Whereas general advertising measures cost per point (CPP) or cost per thousand (CPM), reach and frequency, and eyeballs and awareness, direct response measures profits. DR media is often referred to as “accountable advertising” because every airing is tracked, and profits or losses are immediately measured.
What ends up being accountable is not the number or quality of the people watching or listening to a commercial, but the quantity of people who actually pick up the phone and order a product or service they see in the commercial.
Because of this type of measurement, DRTV is a very dynamic media buy. On a daily basis airings are added, subtracted, renegotiated, or cancelled.
Another comparison is the kind of media outlets which are bought for DRTV. DRTV short form commercials are one or two minutes long. Ninety percent of these media purchases are on national cable stations. Only very rarely is a network buy made.
On the other side, program length advertising (or "long form infomercials") air on 70% local broadcast stations and 30% national cable.
The main way professional direct response marketers calculate profit is with a Cost Per Order (CPO) model. This model accounts for the direct profits of each product sold and the media costs per order. Below are the key issues used to develop the model:
Every product sold has costs associated with that sale. For example, the cost of goods sold, telemarketing, shipping & handling, fulfillment and merchant account costs are examples of these costs.
Every sale creates revenue: product sold, upsells, membership clubs, and shipping and handling all add up to create total revenue. Subtracting the expenses from the revenues gives you the gross profit of each item sold.
As an example, and for simplicity's sake, let’s just say that the revenue on Dream Eyes' famous Miracle Eye Creme is $29 and all expenses total $14. That would create a gross profit of $15 per order taken.
If we buy media from a national cable station for $1,000 and receive 100 orders, our media cost per order is $10. Now our profit is $5 per order, which equals a total profit of $500. Not bad for a $1,000 media buy!
Each airing can then be analyzed by its profitability. This is the basis for creating and managing a media campaign.
The next step in media buying is creating a test to find out how the creative production, product offer, and price points impact sales. There are several factors that go into determining how much money should be spent on a test, but the goal of the test is to find out if you have a commercial that is profitable.
The strategies for DR short-form and program length advertising (long-form) are quite similar, but the tactics to achieve results are radically different. Testing correctly is critical, and there are 4 iron rules:
1. Define a successful result before you start!
The diversity of direct response campaigns demands a unique understanding of your specific marketing goals and how to translate your media results into total return on investment. Marketing models should account for continuity programs, upsells, clubs, retail and catalogue sales.
Brand awareness is an intangible which is difficult to give value to, but will quickly be felt - especially in retail - if you are running enough media. For every product sold through a DR commercial, between 5 and 10 are sold in retail!

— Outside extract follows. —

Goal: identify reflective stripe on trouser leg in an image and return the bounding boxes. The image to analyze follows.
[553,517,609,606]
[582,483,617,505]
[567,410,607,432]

2. Include enough stations to give you samples of how different types of audiences react to your product.
For example, in long-form you might sample about 20 local broadcast stations and four or five small cable stations. In short form, you might take six or seven cable stations that target your primary demographic. This will give you enough information to draw conclusions. Too little information can be disastrous by inaccurately concluding the value of the commercial being tested.
3. Choose crème de la crème media outlets.
A test is exactly what it says, A TEST. Everyone thinks they must have a home run, but the fact is that singles and doubles can earn excellent profits.
Your media buyer should give you the very best media they have which they can prove works for the targeted demographic of your product. If the media is profitable, you can move forward from a point of success. If the very best media doesn’t work, then you know where you stand, and you won’t have to second guess any longer.
4. Analyze results thoroughly after the media test is complete.
The purpose of a test is to accumulate enough information to know how to move forward with assurance. Accumulating this info does not take very long so let the process unfold before you move forward.
Don’t make decisions about the success of your test until the test is completely over and all the results are in. Each airing can reveal important information. The telemarketing reports have to be compared to the media that actually aired to know the results.
Even in very successful campaigns, clues about rolling out need to be studied. Which airings were profitable; which weren’t. How many people called vs. how many people ordered. Percentage of upsells taken and average revenue per order - - - these are all important statistics.
A media test usually takes between one and two weeks and the results are finalized in just a couple of days. Short form media tests usually run in the $10,000-$15,000 range and long form tests usually run between $10,000- $30,000, depending on the quantity of parameters being tested.
If your show tests well, this is where the fun starts. The media roll-out campaign begins. For several weeks, media budgets increase while results are analyzed to find the most profitable media expenditure. Sometimes media budgets go up $25,000-$30,000 each week and sometimes they increase by as much as $100,000.00 each week.
Now, live a day in the life of a DRTV media buyer once a campaign is mid-rollout. Now that is insanity at its finest!!